The Symphonie traces the artist’s tormented and obsessive infatuation with an unattainable love interest. As his compulsion grows stronger, reality begins to fade and a dreamlike, finally supernatural, world unfolds before the listener’s ears. In music history’s first example of a ‘program symphony,’ one that tells a distinct story as supplied in the audience’s printed program, Berlioz reveals his own struggle with unachievable love by creating a work he hoped would cause her to notice his infatuation. The five movements are as follows, with Berlioz’s own description of the story:

I. Reveries - Passions: A young musician, afflicted with that moral complaint which a celebrated writer [Chateaubriand] calls "undirected emotionalism," sees the woman of his dreams and falls hopelessly in love. Each time her image comes into his mind, it evokes a musical thought [represented by an idee fixe] that is impassioned in character, but also noble and shy, as he imagines her to be.


II. A Ball: The artist finds himself in the swirl of a party, but the beloved image appears before him and troubles his soul.


III. Scene in the Country: In the distance, two shepherds play a ranz des vaches in dialogue [solo oboe and English horn]. The pastoral setting, the gentle evening breeze, the hopeful feelings he has begun to have--all conspire to bring to his spirit an unaccustomed calm, and his thoughts take on a more cheerful cast.
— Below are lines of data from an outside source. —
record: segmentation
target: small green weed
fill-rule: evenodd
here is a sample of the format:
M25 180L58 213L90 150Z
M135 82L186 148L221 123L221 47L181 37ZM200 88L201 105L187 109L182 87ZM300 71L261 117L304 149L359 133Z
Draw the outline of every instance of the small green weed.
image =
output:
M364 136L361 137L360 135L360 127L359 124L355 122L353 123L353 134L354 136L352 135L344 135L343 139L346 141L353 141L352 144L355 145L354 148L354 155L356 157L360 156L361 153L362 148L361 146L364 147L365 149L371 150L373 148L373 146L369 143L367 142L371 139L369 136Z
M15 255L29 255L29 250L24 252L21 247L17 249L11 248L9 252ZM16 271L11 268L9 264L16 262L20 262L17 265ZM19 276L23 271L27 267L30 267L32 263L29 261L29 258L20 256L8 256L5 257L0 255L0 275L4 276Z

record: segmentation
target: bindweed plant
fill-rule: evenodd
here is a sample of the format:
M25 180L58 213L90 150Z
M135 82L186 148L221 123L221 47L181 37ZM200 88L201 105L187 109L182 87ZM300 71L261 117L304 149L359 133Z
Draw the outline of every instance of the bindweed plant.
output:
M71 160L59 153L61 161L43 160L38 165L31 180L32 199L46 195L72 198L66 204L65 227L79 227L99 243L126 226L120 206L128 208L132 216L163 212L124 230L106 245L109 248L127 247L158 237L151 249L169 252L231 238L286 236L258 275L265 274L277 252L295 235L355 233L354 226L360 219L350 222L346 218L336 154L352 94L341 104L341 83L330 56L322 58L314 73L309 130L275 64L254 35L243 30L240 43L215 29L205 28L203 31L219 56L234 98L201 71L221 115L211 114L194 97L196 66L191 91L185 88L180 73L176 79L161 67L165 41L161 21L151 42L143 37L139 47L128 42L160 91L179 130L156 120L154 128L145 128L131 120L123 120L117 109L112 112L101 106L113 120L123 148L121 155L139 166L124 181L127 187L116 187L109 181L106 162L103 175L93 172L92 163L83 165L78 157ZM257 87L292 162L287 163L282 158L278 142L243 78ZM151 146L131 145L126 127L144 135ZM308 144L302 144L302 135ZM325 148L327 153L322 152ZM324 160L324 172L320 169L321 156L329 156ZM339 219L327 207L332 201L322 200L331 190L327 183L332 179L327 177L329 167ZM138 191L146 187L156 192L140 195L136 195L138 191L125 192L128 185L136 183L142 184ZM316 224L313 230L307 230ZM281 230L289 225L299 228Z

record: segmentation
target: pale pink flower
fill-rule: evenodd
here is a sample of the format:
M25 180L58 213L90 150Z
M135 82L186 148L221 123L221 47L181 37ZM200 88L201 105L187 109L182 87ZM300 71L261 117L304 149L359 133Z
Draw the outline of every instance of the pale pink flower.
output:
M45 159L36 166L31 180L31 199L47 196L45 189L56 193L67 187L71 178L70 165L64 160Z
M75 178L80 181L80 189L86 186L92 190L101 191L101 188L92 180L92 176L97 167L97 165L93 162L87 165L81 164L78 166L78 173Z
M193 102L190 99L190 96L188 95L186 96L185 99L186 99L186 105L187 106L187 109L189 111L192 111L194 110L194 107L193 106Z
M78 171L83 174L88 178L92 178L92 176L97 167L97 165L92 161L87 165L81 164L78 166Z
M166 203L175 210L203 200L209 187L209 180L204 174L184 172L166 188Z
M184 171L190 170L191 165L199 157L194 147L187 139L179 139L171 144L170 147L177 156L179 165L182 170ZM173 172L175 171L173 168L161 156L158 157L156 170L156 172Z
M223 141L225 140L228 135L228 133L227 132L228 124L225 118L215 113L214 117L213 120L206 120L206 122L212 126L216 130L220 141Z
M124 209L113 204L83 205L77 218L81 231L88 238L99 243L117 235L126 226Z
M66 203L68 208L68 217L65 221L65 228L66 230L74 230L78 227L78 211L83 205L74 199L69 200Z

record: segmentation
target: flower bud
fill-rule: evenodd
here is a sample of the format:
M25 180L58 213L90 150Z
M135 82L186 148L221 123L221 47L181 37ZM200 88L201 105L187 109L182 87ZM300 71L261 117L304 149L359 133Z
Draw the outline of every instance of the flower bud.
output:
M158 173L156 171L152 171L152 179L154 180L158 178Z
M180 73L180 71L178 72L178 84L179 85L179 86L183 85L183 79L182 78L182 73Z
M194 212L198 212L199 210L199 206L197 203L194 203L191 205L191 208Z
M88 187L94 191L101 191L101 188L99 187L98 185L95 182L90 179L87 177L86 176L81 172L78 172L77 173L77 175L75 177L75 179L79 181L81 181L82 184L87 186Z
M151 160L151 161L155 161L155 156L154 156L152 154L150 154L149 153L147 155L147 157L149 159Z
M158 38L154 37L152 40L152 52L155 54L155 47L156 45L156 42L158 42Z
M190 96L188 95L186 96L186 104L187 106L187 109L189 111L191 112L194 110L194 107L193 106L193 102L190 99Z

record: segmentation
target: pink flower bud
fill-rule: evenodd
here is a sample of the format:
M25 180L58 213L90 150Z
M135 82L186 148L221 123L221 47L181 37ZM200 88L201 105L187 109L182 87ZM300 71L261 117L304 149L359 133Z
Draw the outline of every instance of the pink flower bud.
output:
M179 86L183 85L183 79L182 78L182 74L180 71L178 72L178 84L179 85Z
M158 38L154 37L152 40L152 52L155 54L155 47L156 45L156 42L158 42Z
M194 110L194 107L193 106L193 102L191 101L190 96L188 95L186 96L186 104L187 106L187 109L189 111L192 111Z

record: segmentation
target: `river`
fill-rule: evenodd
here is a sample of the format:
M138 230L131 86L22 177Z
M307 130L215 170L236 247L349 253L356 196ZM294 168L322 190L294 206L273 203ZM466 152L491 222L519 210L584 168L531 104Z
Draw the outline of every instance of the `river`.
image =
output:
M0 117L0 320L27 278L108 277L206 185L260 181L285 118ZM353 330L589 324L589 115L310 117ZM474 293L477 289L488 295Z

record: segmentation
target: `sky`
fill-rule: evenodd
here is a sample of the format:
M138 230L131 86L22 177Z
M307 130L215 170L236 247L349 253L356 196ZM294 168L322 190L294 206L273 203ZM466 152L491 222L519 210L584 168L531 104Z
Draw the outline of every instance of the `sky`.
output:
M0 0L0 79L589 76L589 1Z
He hopes not to be lonely much longer. But his happiness is disturbed by dark premonitions. What if she is deceiving him! One of the shepherds resumes his playing, but the other makes no response.... In the distance, thunder. Solitude. Silence.


IV. March to the Scaffold: Convinced that his love is unrequited, the artist takes an overdose of opium. It plunges him into a sleep accompanied by horrifying visions. He dreams that he has killed his beloved, has been condemned and led to the scaffold, and is witnessing his own execution. The procession advances to a march that is now somber and savage, now brilliant and solemn. At its conclusion the idee fixe returns, like a final thought of the beloved cut, off by the fatal blow.


V. Dream of a Witches’ Sabbath: He sees himself in the midst of a frightful throng of ghosts, witches, monsters of every kind, who have assembled for his funeral. Strange noises, groans, bursts of laughter, distant cries. The beloved melody again reappears, but it has lost its modesty and nobilty; it is no more than a vulgar dance tune, trivial and grotesque; it is she, coming to the sabbath. A joyous roar greets her arrival.... She joins in the devilish orgy.... A funeral knell, a parody of the Dies irae. A sabbath round-dance. The Dies irae and the round-dance are combined.


In an interesting footnote to Berlioz’s obsession with Smithson, she found his advances threatening and avoided him until an 1832 concert where she heard the work. The two became engaged and were married the next year - a not-always-happy union that lasted until her death in 1854.